Oh man. I definitely got this message growing up and that is exactly how I taught myself to get through some of the worse times of my life. I discounted my own experience by saying to myself “it isn’t as bad as this other person’s experience so what am I crying about?” And each time any feelings around it came to the surface I would dismiss them all over again with the same thought.
A subsidiary to that is ‘it could be worse’. While that has been helpful in not letting myself fall down a rabbit hole of despair at times, it has also allowed me to dismiss critical feelings related to traumas and other events. Sure I do not want to get all caught up ‘this happened and so now that is what I am’, but I do not want to skip right over the experience with the magic of a fast forward button. No healing comes from that.
We don’t want thinking to keep us down and make us believe we are an eternal victim, but discounting that we have been victimized is not the remedy. In fact, I believe it complicates trauma recovery. There are three places to be in recovery…
1) The place where you talk about it all the time.
2) The place where you don’t want to talk about it.
3) The place where you don’t need to talk about it.
I have known survivors who make sure everyone knows that they are a survivor. Everyone knows their story and many have heard it more than once.
Telling your story is VITAL in recovery!!! Let me make that clear. In the first stages of recovery you need to tell your story to whomever will listen. It is imperative that you tell your story. But that is the first stage of recovery, you shouldn’t still be feeling you need to share your story all the time if you are 5, 10, 15, and 20 years past it. That’s a complication.
“I don’t want to talk about it” is never a healthy place to be. Not on day one. Not on day 10,999. Now, on day one, it is understandable and normal…and actually, maybe it is healthy in that the mind and body and spirit all need some time to process and maybe you aren’t a verbal processor usually. However, the longer you go without speaking about it, the more difficult it becomes.

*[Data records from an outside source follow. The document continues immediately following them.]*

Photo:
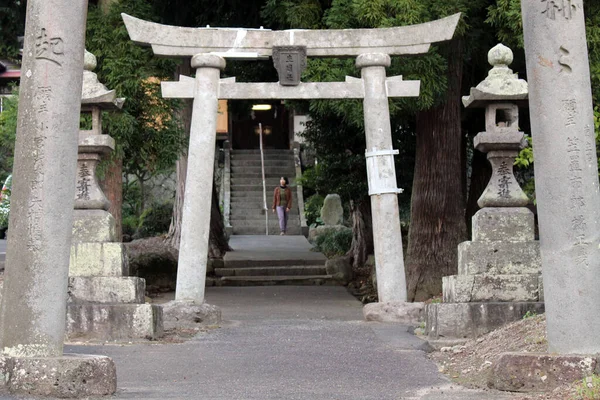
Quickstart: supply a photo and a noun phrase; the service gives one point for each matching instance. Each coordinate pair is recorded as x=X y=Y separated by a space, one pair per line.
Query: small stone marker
x=566 y=171
x=32 y=314
x=332 y=212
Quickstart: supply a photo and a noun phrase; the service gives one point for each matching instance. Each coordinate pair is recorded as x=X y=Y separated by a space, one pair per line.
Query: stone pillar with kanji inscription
x=566 y=171
x=32 y=314
x=499 y=270
x=104 y=302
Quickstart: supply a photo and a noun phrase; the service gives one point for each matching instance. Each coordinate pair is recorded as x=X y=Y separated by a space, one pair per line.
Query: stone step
x=254 y=202
x=488 y=287
x=106 y=289
x=265 y=151
x=309 y=280
x=109 y=322
x=257 y=182
x=288 y=261
x=267 y=158
x=269 y=171
x=257 y=215
x=298 y=270
x=245 y=204
x=272 y=179
x=471 y=320
x=256 y=230
x=255 y=193
x=255 y=187
x=285 y=163
x=273 y=223
x=501 y=258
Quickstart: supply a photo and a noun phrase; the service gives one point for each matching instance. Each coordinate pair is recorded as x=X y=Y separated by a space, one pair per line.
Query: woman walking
x=282 y=202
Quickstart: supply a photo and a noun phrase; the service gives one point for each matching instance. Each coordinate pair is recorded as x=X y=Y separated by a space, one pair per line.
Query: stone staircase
x=272 y=260
x=247 y=216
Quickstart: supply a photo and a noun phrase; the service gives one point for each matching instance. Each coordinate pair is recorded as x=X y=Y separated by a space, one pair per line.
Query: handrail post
x=262 y=164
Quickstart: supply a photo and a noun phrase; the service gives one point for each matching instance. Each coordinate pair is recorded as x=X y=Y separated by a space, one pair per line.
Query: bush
x=334 y=243
x=155 y=221
x=312 y=209
x=129 y=225
x=5 y=202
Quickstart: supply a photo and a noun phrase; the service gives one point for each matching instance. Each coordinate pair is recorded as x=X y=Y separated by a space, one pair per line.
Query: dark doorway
x=275 y=123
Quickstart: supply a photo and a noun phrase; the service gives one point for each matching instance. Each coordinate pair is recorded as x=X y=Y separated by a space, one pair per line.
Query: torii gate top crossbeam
x=176 y=41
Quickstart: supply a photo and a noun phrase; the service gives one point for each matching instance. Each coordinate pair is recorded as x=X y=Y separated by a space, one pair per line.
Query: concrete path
x=268 y=250
x=284 y=343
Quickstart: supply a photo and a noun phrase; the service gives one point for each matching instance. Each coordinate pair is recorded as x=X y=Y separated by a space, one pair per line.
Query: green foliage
x=336 y=132
x=8 y=131
x=5 y=202
x=12 y=23
x=334 y=243
x=525 y=157
x=312 y=209
x=155 y=220
x=588 y=388
x=505 y=16
x=148 y=135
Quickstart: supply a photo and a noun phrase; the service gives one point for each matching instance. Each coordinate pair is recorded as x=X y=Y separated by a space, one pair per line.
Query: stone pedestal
x=498 y=281
x=104 y=303
x=499 y=271
x=70 y=376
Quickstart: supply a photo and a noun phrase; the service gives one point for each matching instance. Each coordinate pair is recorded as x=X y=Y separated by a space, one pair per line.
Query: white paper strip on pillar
x=377 y=185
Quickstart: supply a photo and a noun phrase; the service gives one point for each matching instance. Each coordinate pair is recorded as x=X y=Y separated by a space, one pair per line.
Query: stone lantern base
x=71 y=376
x=104 y=303
x=498 y=281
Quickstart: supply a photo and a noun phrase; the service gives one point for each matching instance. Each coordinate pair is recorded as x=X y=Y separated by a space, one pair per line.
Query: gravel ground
x=470 y=364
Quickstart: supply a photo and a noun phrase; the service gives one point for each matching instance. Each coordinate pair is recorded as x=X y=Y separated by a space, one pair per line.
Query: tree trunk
x=362 y=233
x=174 y=235
x=437 y=205
x=112 y=185
x=185 y=116
x=480 y=177
x=105 y=4
x=218 y=244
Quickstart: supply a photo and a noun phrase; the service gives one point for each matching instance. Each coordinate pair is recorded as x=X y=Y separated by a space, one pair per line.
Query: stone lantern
x=104 y=302
x=499 y=271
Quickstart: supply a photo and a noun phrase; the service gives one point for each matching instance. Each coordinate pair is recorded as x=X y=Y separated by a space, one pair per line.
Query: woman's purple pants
x=282 y=214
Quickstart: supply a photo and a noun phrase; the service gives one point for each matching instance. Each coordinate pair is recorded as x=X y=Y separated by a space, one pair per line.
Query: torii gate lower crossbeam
x=206 y=89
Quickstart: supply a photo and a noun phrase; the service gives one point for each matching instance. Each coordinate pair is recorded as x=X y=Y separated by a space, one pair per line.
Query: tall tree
x=148 y=138
x=201 y=13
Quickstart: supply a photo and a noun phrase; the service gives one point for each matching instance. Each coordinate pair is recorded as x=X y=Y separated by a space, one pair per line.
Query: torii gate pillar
x=193 y=250
x=387 y=237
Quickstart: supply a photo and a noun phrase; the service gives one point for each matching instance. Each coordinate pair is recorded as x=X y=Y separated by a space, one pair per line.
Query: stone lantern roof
x=501 y=83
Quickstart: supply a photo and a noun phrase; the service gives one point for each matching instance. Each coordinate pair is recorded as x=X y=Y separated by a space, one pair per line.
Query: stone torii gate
x=209 y=47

It is much like receiving a traumatic wound. There it is, fresh, gaping, bleeding and painful. The first thing you do is cover it. And you want to keep it covered. You don’t want the lose more blood. You don’t want anything to aggravate it. You don’t want to see it. But then you have to assess the damage. You have to give it attention before infection sets it. You need to maybe have stitches to bring the edges together so it can heal cleaner.
Same with an emotional trauma wound. You might need to tell your story to the police. To the medical team. To loved ones. To your employer. They will all need to understand the changes that are now in place. Because that is what traumas do. They change us on a cellular level.
But when you get stuck in ‘I don’t want to talk about it’ you are not processing through the pain to get to the healing part. Instead of hitting ‘fast forward’ you are actually hitting ‘pause’.
Lastly, there is ‘I don’t need to talk about it’ anymore. You’ve told the story during the early healing phase. You’ve shared it openly with anyone who needed to hear for their own healing process or with whom you are in an intimate relationship. But you aren’t bringing it up at cocktail parties. You aren’t putting it on job applications. And you aren’t, 15 years later telling all the new people you meet.
In the later stages of recovery and after recovery, you talk about it when it is relevant, when it is helpful or when you are building new intimate relationships. There is a difference between ‘I don’t want to talk about it’ and ‘I don’t need to talk about it’. Initially, those who don’t want to talk about it, might say they don’t need to talk about it, but that is a lie. I know it sounds counterintuitive, but telling your story in the beginning is imperative to getting to the place where you don’t need to tell it anymore.
Those who don’t need to talk about it are in that place because they have already talked about it. They have taken back their power from the experience and now that event has no more power than that day back in high school when they tripped and fell on the stairs.
If you’ve healed, trauma becomes just another event that helped shape you, not define you.